Data menunjukkan bahwa terdapat faktor input dalam model pemolisian, seperti jenis kejahatan siber, penyebab munculnya kejahatan siber, dan karakteristik masyarakat siber. Dari penelitian menunjukkan bahwa jenis kejahatan siber di Indonesia didominasi oleh tindak pidana penipuan dan content-related crimes. Kemudian, rendahnya literasi digital dan terjadinya kesenjangan digital pada masyarakat, kapabilitas polisi yang terbatas, absennya knowledge management system (KMS), serta masih lemahnya praktik-praktik community policing menjadi faktor-faktor yang mendorong maraknya kejahatan siber di Indonesia. Dengan bantuan kerangka berpikir yang diberikan oleh Ponsaers (2001), pemahaman akan faktor-faktor tersebut sebagai aspek dalam proses dinamis pembentukan model pemolisian diidentifikasi pada model pemolisian terhadap kejahatan siber. Hasilnya, hybrid policing sebagai model pemolisian dipandang sebagai jawaban atas makin beragamnya bentuk kejahatan siber, keterbatasan kapabilitas Polri, serta praktik pemolisian yang lebih efektif. Model ini juga membuka peluang bagi masyarakat untuk turut berperan serta dalam pelaksanaan kewenangan polisi dalam melakukan pemolisian.

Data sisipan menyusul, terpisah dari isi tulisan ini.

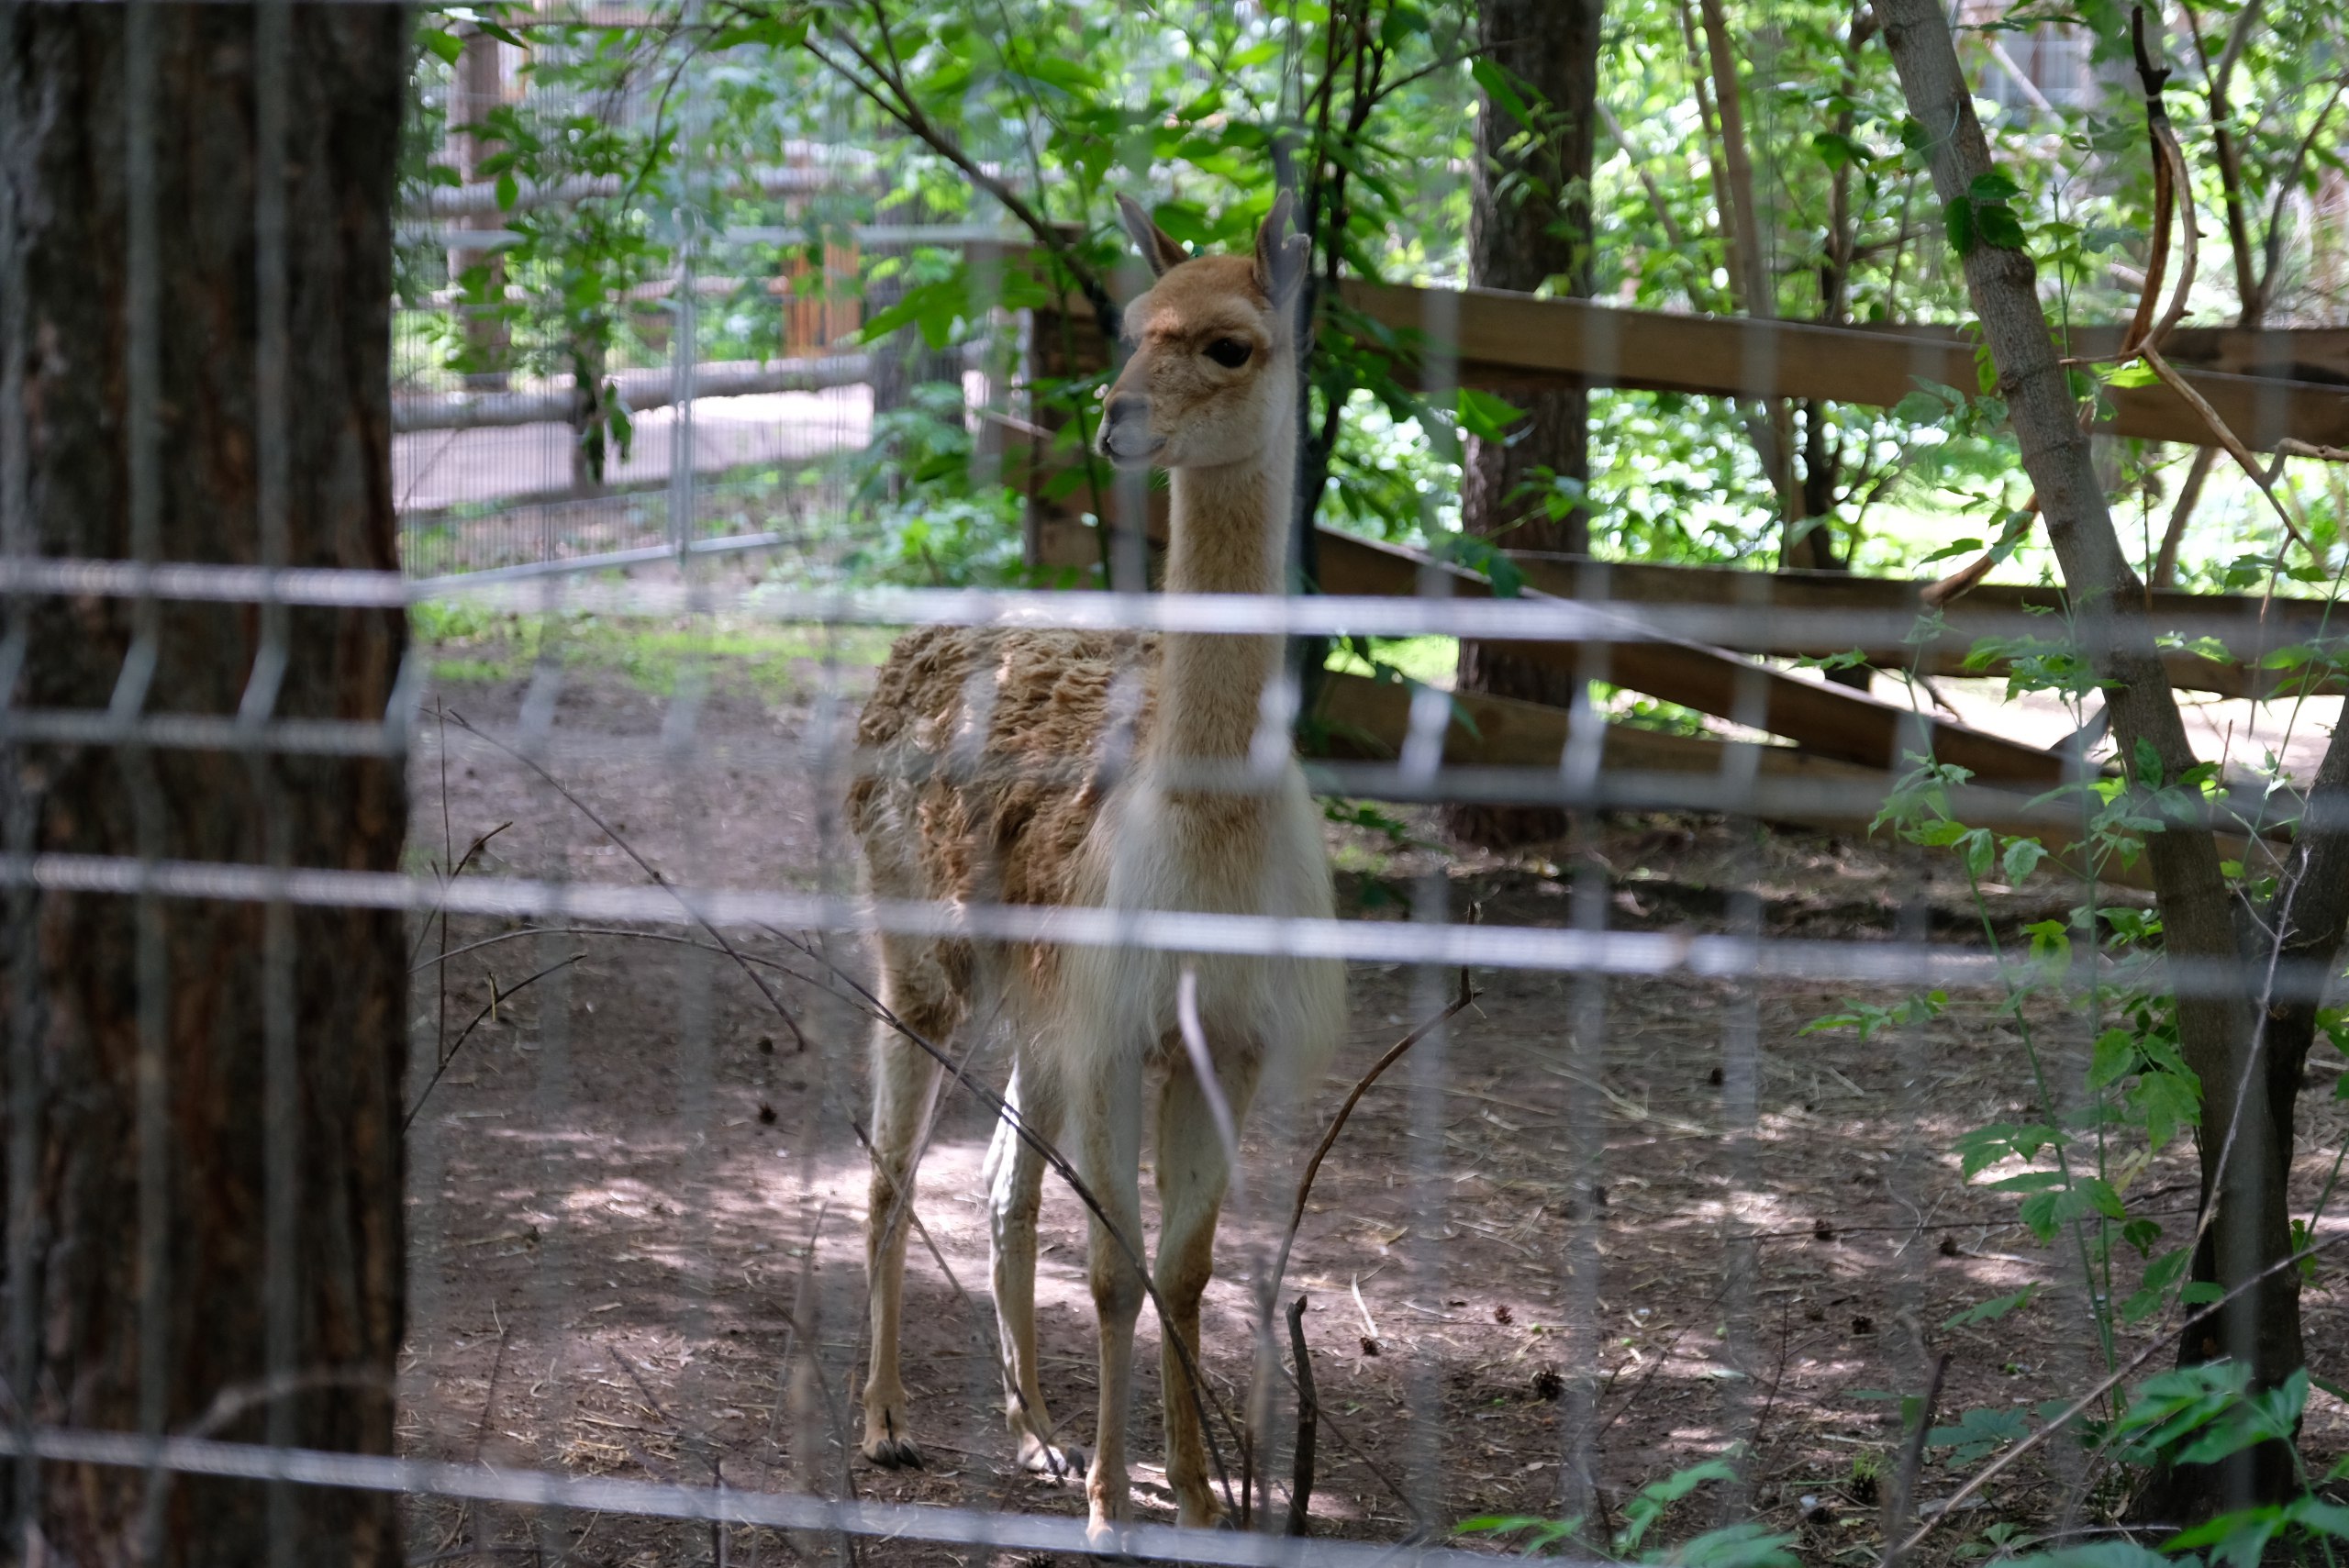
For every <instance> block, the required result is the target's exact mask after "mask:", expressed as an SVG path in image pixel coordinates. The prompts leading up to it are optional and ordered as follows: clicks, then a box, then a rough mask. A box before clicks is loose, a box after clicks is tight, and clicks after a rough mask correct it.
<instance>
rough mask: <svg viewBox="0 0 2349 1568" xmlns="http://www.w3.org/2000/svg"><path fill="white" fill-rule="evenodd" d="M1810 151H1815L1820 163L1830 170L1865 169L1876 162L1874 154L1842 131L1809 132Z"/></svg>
mask: <svg viewBox="0 0 2349 1568" xmlns="http://www.w3.org/2000/svg"><path fill="white" fill-rule="evenodd" d="M1811 150H1816V153H1818V157H1820V162H1825V164H1828V167H1830V169H1851V167H1860V169H1865V167H1867V164H1872V162H1875V160H1877V157H1875V153H1870V150H1867V148H1865V146H1860V143H1858V141H1853V138H1851V136H1844V134H1842V131H1811Z"/></svg>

Dalam penelitian ini, teridentifikasi pula beberapa tipologi hybrid policing sebagai sebuah model, yaitu non-hybrid policing, semi hybrid policing, serta pseudo hybrid policing.
Cybercrime has been a feature of modern society, which emerges along with technological advancement and usage. Empirically, it has been challenging for the police to enforce and prevent the occurrence of cybercrime in the cyberspace. The police appear to be weak in handling cybercrime cases, hence weakening the formal social control of cybercrime. Currently, it reflects on the increasing number of cybercrime cases, while most of those cases left unhandled. Theoretically, current state indicates change in policing model grounded in one or two factors, for instance, police weakness, or the nature of cybercrime, or how the society uses technology. Prevailing conditions commonly leads to change in policing model.The qualitative approach employed in current research, considering the nature of a policing model research in which can be defined as an attempt to understand and explain in order to construct a concept that partly resemble characteristics of the real world. The data collection process in current research utilizes literature study, interview and observation. Data analysis was done by organizing and sorting data into categories and basic description unit in order to find patterns and themes in which can be analyzed (interpretation).Data exposes certain factors in policing model, input factor. Factors such as the high number of fraud and content-related crimes, user’s lack of understanding of how technology can be exploited for personal gain, police’s weakness and limitations, the absence of knowledge management system (KMS), and also inadequate community policing practice. Understanding of these factors, combined with a framework of aspects within the dynamic process of constructing policing model from Ponsaers (2001), identifying cybercrime policing model. Result presents Hybrid Policing, as a policing model to resolve varying forms of crime, weaknesses of the police and encouraging more effective policing. Aforementioned model can also initiate opportunities for the people to have authority, previously in the hands of the police, in terms of policing. Current research also identifies several typologies of Hybrid Policing as a model, namely non-hybrid policing, semi hybrid policing and pseudo hybrid policing.